Tout a été dit sur ce « vilain geste », mais rien n’a été pensé sur les raisons qui ont fait que Zidane est devenu ce soir-là plus qu’un sportif, un artiste de son destin. Ce qui manque souvent au sport pour devenir un art, c’est cette transcendance que « Zizou » a osé atteindre en un coup de tête. Et il l’a fait seul, en égoïste, dans un sursaut de fidélité à son enfance plus fort que tout. Il s’est comporté comme un gosse aux yeux de tous, devant le monde entier. Un petit caquou marseillais en culottes courtes dans la cour de récré d’une école primaire près de l’autoroute Nord... Regardez sa sale tête de narquois d’abord, puis de méchant quand il frappe, puis de roublard quand il espère ne pas avoir été vu, puis de penaud pris en faute, et de boudeur enfin lorsqu’il sort, pour toujours, par la petite porte, car la grande était trop petite pour lui !

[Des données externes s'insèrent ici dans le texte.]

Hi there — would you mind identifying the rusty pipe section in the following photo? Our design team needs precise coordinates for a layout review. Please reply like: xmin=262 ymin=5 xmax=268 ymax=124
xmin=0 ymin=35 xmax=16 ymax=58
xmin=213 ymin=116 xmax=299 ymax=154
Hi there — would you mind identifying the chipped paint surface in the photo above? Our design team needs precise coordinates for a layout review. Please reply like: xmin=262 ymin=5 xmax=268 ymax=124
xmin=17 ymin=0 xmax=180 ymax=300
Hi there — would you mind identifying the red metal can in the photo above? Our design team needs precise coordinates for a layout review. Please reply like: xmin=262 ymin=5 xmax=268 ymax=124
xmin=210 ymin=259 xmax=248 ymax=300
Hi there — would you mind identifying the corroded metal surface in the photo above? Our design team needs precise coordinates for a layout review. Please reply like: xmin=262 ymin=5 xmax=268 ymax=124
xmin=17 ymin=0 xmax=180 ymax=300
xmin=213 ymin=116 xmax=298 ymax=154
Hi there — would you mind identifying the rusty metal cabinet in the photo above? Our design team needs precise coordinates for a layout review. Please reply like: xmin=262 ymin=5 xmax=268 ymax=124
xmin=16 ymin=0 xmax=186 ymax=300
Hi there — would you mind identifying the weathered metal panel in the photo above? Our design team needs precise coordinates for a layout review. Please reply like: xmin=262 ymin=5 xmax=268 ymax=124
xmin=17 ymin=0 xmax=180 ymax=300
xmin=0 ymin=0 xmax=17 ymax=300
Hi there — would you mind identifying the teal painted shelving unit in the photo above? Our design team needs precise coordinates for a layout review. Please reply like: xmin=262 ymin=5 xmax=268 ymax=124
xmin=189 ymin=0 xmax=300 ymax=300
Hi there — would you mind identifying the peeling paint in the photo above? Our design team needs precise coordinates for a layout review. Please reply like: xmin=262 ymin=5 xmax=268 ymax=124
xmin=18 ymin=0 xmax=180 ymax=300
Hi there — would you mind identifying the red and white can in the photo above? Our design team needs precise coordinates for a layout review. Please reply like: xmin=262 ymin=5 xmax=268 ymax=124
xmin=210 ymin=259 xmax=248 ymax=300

Zidane devait en avoir marre depuis des années d’être l’incarnation de la bien-pensance... Même l’Abbé Pierre avait eu son moment de malédiction, pourquoi pas lui ? Le sans-défauts sauveur du monde, le messie du foot, assez ! « Jésusdane » dribblant sur l’eau, roulettes, passements de jambes à toute berzingue, ça suffit !
De toute façon, il faisait la gueule depuis le début du match, il avait l’air d’être en prison, de vouloir s’évader de son personnage étouffant. Quelque chose au fond de lui cherchait comment faire... Il savait, son corps savait qu’il lui restait encore quelques minutes pour prouver qu’il était encore vivant. C’était aussi une façon de reculer le moment de finir d’être footballeur, de casser l’inéluctabilité de la victoire de son équipe et de son triomphe personnel, total et définitif. Geste de jeunesse qui refuse de vieillir... L’a-t-on assez dit qu’il était vieux, croulant retraité précoce sénile de 33 ans !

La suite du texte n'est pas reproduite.